Am I following this correctly in that the bitmap lives on because it's
part of the on-disk log structure? In other words, we previously updated
the per-segment bitmaps during the action of logging the buffer and this
would simply copy the format to the log vector. With this change, we
have the separate item-wide logging range that is effectively an in-core
value and used to track the log action.
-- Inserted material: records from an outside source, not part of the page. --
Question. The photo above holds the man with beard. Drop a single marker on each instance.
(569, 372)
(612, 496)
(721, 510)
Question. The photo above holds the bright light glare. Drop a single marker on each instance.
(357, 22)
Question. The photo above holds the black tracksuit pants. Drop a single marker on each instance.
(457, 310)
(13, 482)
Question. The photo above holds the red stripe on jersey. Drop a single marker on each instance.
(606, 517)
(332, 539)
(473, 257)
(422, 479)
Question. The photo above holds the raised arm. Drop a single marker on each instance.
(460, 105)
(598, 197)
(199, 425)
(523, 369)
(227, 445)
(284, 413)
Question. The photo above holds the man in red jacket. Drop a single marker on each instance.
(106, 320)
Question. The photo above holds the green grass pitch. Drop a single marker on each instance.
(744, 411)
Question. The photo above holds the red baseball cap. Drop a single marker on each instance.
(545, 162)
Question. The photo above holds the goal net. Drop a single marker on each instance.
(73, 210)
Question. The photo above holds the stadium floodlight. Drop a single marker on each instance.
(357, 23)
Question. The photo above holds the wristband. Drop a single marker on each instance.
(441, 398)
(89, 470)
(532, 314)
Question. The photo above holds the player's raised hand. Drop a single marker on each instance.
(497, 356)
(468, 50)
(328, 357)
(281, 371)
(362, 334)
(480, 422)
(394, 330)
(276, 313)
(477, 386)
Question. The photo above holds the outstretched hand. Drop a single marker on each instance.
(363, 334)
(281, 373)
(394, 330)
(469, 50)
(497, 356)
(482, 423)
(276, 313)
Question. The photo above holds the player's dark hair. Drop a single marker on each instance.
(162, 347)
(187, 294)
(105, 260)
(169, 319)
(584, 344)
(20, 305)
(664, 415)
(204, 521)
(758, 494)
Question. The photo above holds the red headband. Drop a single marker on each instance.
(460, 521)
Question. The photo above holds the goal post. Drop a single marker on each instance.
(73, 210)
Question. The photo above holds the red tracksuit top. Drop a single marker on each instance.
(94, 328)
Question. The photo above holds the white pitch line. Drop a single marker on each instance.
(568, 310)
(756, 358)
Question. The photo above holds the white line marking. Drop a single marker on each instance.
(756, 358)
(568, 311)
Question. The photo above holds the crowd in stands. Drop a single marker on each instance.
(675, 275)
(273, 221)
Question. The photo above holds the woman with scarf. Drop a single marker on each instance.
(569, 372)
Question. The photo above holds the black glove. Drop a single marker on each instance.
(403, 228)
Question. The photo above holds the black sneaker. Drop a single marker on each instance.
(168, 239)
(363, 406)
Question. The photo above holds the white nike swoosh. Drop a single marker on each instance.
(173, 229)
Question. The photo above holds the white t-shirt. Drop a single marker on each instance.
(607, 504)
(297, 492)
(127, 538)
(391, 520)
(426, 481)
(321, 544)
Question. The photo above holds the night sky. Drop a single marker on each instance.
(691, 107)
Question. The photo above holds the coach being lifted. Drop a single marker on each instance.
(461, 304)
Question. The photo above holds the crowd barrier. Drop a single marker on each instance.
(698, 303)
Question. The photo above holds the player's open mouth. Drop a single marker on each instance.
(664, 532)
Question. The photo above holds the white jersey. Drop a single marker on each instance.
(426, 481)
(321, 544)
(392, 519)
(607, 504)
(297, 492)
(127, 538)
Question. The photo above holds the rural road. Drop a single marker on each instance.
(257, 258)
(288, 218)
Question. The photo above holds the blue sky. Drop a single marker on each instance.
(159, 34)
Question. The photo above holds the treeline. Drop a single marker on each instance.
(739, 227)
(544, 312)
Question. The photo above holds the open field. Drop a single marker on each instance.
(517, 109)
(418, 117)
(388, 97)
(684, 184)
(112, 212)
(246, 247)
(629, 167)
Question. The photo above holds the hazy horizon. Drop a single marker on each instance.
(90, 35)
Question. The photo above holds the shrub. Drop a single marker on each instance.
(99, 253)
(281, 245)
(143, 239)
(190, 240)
The segment bitmaps must still
be written to the log to preserve on-disk format, so we defer that to
when the log buffer is formatted and do so against the copy of the
format that's actually already copied to the log vector (e.g., via the
blfp = xlog_copy_iovec(...) above).

Just a minor nit if I am following that correctly... it would be nice if
the comment above were a bit more explicit to point out we're working on
the copied format since the bitmap updates are deferred (and the bitmaps
in the source memory buffer are essentially never valid).

Brian

>  }
>  
>  /*
> @@ -323,7 +293,6 @@ xfs_buf_item_format(
>  	       (xfs_blft_from_flags(&bip->__bli_format) > XFS_BLFT_UNKNOWN_BUF
>  	        && xfs_blft_from_flags(&bip->__bli_format) < XFS_BLFT_MAX_BUF));
>  
> -
>  	/*
>  	 * If it is an inode buffer, transfer the in-memory state to the
>  	 * format flags and clear the in-memory state.
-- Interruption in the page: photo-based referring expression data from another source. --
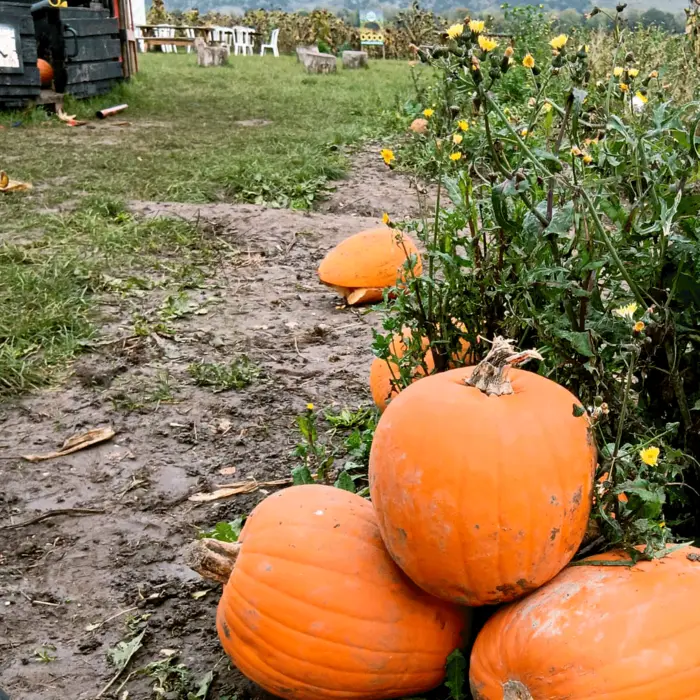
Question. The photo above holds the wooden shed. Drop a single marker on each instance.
(90, 45)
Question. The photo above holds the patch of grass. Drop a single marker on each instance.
(219, 377)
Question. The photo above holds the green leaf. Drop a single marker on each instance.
(345, 482)
(302, 475)
(455, 675)
(202, 689)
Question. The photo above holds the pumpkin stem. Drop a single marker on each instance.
(212, 559)
(489, 375)
(515, 690)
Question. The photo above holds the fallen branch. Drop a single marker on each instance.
(53, 514)
(212, 559)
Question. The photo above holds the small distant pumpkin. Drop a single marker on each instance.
(315, 609)
(419, 126)
(482, 479)
(383, 374)
(45, 72)
(362, 266)
(598, 631)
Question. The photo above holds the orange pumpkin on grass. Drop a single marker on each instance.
(362, 266)
(608, 632)
(482, 479)
(316, 609)
(383, 374)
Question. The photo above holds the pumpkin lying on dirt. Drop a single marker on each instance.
(315, 608)
(362, 266)
(383, 374)
(482, 479)
(597, 631)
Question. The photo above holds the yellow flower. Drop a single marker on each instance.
(487, 44)
(455, 30)
(650, 456)
(559, 42)
(626, 311)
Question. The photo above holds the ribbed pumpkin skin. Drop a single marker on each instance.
(608, 632)
(315, 608)
(372, 258)
(481, 499)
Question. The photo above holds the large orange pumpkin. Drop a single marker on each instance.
(362, 266)
(45, 72)
(482, 491)
(608, 632)
(315, 608)
(383, 374)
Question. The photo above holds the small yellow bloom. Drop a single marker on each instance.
(559, 42)
(650, 456)
(487, 44)
(455, 30)
(626, 311)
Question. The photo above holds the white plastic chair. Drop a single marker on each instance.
(243, 40)
(272, 45)
(165, 31)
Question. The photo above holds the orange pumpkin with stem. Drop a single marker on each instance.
(362, 266)
(315, 608)
(598, 631)
(482, 479)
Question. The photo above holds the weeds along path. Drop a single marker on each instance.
(237, 281)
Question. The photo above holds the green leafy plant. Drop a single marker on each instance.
(566, 219)
(219, 377)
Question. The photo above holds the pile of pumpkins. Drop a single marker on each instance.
(481, 482)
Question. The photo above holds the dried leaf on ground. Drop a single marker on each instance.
(75, 443)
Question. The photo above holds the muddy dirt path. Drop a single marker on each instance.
(72, 586)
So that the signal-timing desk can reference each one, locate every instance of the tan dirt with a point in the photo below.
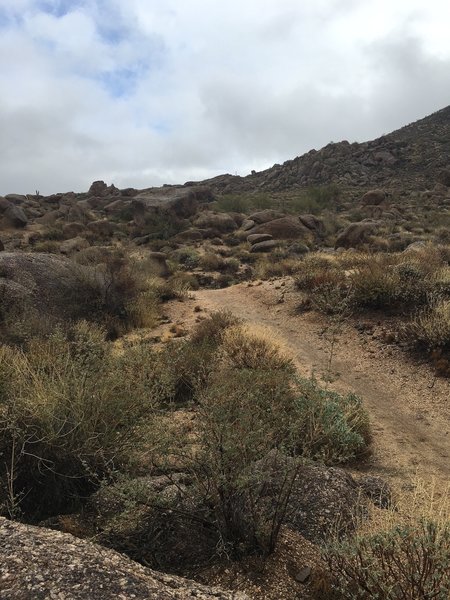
(409, 407)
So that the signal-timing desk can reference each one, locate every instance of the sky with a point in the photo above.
(147, 92)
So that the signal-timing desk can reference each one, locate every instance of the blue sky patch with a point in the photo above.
(57, 8)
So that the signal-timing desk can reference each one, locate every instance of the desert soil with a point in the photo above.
(409, 407)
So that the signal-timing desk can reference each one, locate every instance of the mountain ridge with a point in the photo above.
(408, 158)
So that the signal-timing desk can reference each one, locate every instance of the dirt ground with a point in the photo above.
(409, 407)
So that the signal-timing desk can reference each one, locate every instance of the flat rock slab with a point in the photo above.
(38, 564)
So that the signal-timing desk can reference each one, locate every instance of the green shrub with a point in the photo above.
(330, 427)
(405, 562)
(70, 411)
(430, 328)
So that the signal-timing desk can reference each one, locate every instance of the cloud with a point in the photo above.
(141, 93)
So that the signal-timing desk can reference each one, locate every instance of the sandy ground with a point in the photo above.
(409, 407)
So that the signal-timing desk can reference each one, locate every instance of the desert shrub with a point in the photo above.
(211, 262)
(331, 427)
(430, 327)
(189, 258)
(326, 283)
(70, 412)
(401, 563)
(212, 329)
(190, 363)
(243, 347)
(316, 198)
(240, 418)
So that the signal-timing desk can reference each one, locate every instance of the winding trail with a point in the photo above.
(408, 406)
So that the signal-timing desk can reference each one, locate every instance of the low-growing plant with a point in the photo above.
(404, 562)
(331, 427)
(70, 413)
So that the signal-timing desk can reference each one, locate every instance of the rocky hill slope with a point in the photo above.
(410, 158)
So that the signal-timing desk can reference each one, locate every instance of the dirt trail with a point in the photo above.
(409, 408)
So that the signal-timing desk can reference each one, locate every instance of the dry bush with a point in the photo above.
(266, 267)
(399, 554)
(430, 328)
(330, 427)
(70, 412)
(244, 347)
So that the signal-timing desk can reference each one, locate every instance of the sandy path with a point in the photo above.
(409, 408)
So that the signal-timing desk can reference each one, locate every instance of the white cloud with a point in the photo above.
(143, 92)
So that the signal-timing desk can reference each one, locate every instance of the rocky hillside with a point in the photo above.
(410, 158)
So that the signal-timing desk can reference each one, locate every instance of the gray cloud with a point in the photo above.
(140, 93)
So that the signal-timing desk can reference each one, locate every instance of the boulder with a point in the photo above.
(102, 228)
(16, 198)
(355, 234)
(247, 224)
(73, 245)
(40, 563)
(286, 228)
(117, 207)
(444, 177)
(324, 500)
(190, 235)
(263, 216)
(159, 260)
(313, 223)
(373, 197)
(47, 283)
(15, 216)
(255, 238)
(71, 230)
(221, 222)
(180, 201)
(264, 246)
(98, 188)
(4, 204)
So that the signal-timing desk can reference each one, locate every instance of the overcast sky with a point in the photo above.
(146, 92)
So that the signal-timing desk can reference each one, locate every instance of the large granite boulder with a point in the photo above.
(38, 563)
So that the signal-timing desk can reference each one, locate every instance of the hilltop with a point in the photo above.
(409, 158)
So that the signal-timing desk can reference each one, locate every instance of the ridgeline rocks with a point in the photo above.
(411, 158)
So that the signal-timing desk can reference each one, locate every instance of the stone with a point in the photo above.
(247, 224)
(102, 228)
(373, 197)
(263, 216)
(444, 177)
(221, 222)
(285, 228)
(313, 223)
(355, 234)
(71, 230)
(254, 238)
(41, 563)
(264, 246)
(16, 198)
(98, 188)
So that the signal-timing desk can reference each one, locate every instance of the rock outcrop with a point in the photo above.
(37, 564)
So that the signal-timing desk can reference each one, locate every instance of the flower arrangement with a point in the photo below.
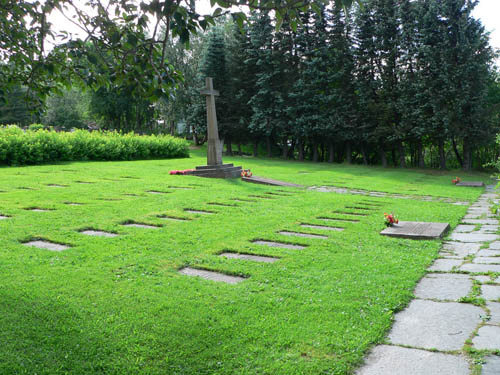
(390, 219)
(181, 172)
(246, 173)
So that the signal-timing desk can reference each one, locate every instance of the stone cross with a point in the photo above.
(214, 149)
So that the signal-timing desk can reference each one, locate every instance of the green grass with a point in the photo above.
(119, 306)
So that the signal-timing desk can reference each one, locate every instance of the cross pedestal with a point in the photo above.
(214, 167)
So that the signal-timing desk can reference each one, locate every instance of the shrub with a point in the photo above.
(38, 146)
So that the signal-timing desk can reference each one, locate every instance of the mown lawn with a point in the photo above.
(119, 306)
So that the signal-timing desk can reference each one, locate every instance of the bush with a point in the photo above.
(18, 147)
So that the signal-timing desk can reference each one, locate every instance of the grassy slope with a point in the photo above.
(118, 305)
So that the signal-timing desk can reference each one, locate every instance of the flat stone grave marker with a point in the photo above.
(255, 258)
(260, 196)
(304, 235)
(211, 275)
(98, 233)
(339, 219)
(222, 204)
(416, 230)
(38, 209)
(281, 245)
(359, 208)
(46, 245)
(244, 200)
(173, 218)
(158, 192)
(269, 181)
(201, 212)
(322, 227)
(141, 225)
(349, 213)
(471, 183)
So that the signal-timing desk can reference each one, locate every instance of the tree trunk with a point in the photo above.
(442, 156)
(348, 153)
(402, 156)
(467, 164)
(420, 155)
(331, 152)
(383, 158)
(363, 153)
(315, 151)
(268, 146)
(457, 154)
(301, 149)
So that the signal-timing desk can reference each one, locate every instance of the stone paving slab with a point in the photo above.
(46, 245)
(395, 360)
(481, 221)
(490, 292)
(473, 237)
(495, 245)
(486, 260)
(488, 228)
(494, 308)
(464, 228)
(491, 365)
(435, 325)
(416, 230)
(483, 268)
(488, 253)
(482, 279)
(488, 337)
(443, 286)
(255, 258)
(211, 275)
(445, 265)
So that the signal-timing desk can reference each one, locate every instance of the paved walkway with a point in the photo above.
(429, 336)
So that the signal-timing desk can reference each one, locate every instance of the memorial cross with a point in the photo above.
(214, 149)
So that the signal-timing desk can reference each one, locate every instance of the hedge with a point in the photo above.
(19, 147)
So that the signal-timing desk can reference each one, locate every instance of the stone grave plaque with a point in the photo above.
(416, 230)
(471, 183)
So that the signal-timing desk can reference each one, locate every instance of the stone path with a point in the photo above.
(430, 335)
(381, 194)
> @@ -357,9 +326,17 @@ xfs_buf_item_format(
>  	}
>  
>  	for (i = 0; i < bip->bli_format_count; i++) {
> -		xfs_buf_item_format_segment(bip, lv, &vecp, offset,
> -					    &bip->bli_formats[i]);
> -		offset += bp->b_maps[i].bm_len;
> +		/*
> +		 * Only format dirty regions or stale buffers
> +		 */
> +		struct xfs_bli_range *rp = &bip->bli_range[0];
> +		if ((bip->bli_flags & XFS_BLI_STALE) ||
> +		    (rp->first <= offset + BBTOB(bp->b_maps[i].bm_len) &&
> +		     rp->last > offset))
> +			xfs_buf_item_format_segment(bip, lv, &vecp, rp, offset,
> +						    BBTOB(bp->b_maps[i].bm_len),
> +						    &bip->bli_formats[i]);
> +		offset += BBTOB(bp->b_maps[i].bm_len);
>  	}
>  
>  	/*
> @@ -800,6 +777,9 @@ xfs_buf_item_init(
>  		bip->bli_formats[i].blf_map_size = map_size;
>  	}
>  
> +	BUILD_BUG_ON(XFS_BLI_RANGES != 1);
> +	bip->bli_range[0].first = UINT_MAX;
> +
>  	/*
>  	 * Put the buf item into the list of items attached to the
>  	 * buffer at the front.
> @@ -809,91 +789,9 @@ xfs_buf_item_init(
>  	bp->b_fspriv = bip;
>  }
>  
> -
>  /*
>   * Mark bytes first through last inclusive as dirty in the buf
> - * item's bitmap.
> - */
> -static void
> -xfs_buf_item_log_segment(
> -	uint			first,
> -	uint			last,
> -	uint			*map)
> -{
> -	uint		first_bit;
> -	uint		last_bit;
> -	uint		bits_to_set;
> -	uint		bits_set;
> -	uint		word_num;
> -	uint		*wordp;
> -	uint		bit;
> -	uint		end_bit;
> -	uint		mask;
> -
> -	/*
> -	 * Convert byte offsets to bit numbers.
> -	 */
> -	first_bit = first >> XFS_BLF_SHIFT;
> -	last_bit = last >> XFS_BLF_SHIFT;
> -
> -	/*
> -	 * Calculate the total number of bits to be set.
> -	 */
> -	bits_to_set = last_bit - first_bit + 1;
> -
> -	/*
> -	 * Get a pointer to the first word in the bitmap
> -	 * to set a bit in.
> -	 */
> -	word_num = first_bit >> BIT_TO_WORD_SHIFT;
> -	wordp = &map[word_num];
> -
> -	/*
> -	 * Calculate the starting bit in the first word.
> -	 */
> -	bit = first_bit & (uint)(NBWORD - 1);
> -
> -	/*
> -	 * First set any bits in the first word of our range.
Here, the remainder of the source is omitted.